HIMSS Analytics research, in fact, found that as of 2016 HIEs had not been widely implemented for population health. 

While HIMSS Analytics is continuing to investigate how providers will leverage exchanges for such initiatives moving forward, SHIEC’s Thompson said that many HIEs are well-positioned to support pop health efforts. Same goes for MACRA, behavioral health and social determinants, he added, work that is already starting in some organizations.

HIE 3.0 coming?

In January of 2013, Micky Tripathi, CEO of the Massachusetts eHealth Collaborative, declared that the industry had entered into a bold new world of health information exchange.

That would be HIE 2.0. The second generation is built on modern technologies, including cloud services, mHealth apps and IoT devices, inexpensive storage and broadband connectivity and adjusted market expectations wherein consumers and caregivers demand electronic access to their records, not to mention the ability to share that data among providers.

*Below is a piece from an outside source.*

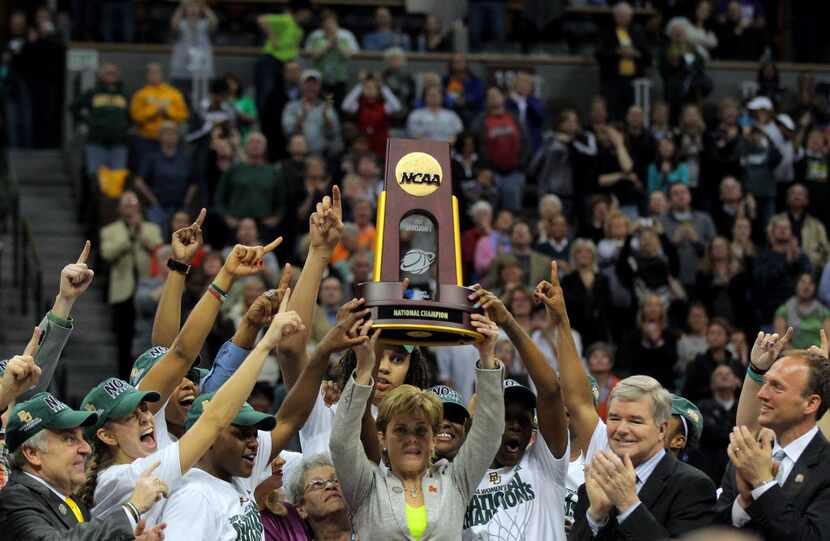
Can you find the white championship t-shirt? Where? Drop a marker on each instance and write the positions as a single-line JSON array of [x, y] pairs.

Thompson said that the next generation of exchanges, call it HIE 3.0, will harness that IT infrastructure to integrate social determinants and behavioral health into medical data within EHRs, and HIEs are best-positioned to accomplish that.

They will also be able to support information aggregations that combine clinical quality elements with payer data to help hospitals and insurers more effectively associate quality with cost and, in turn, to make that value more transparent to those buying and delivering care services. Thompson added that such work will then enable HIEs to understand and analyze the data they have in new ways.

“We’re on the frontier,” Thompson said. “HIE 3.0 will engage with patients. That takes a level of trust that is less about technology than it is about people and process and building networks of trust between individuals.”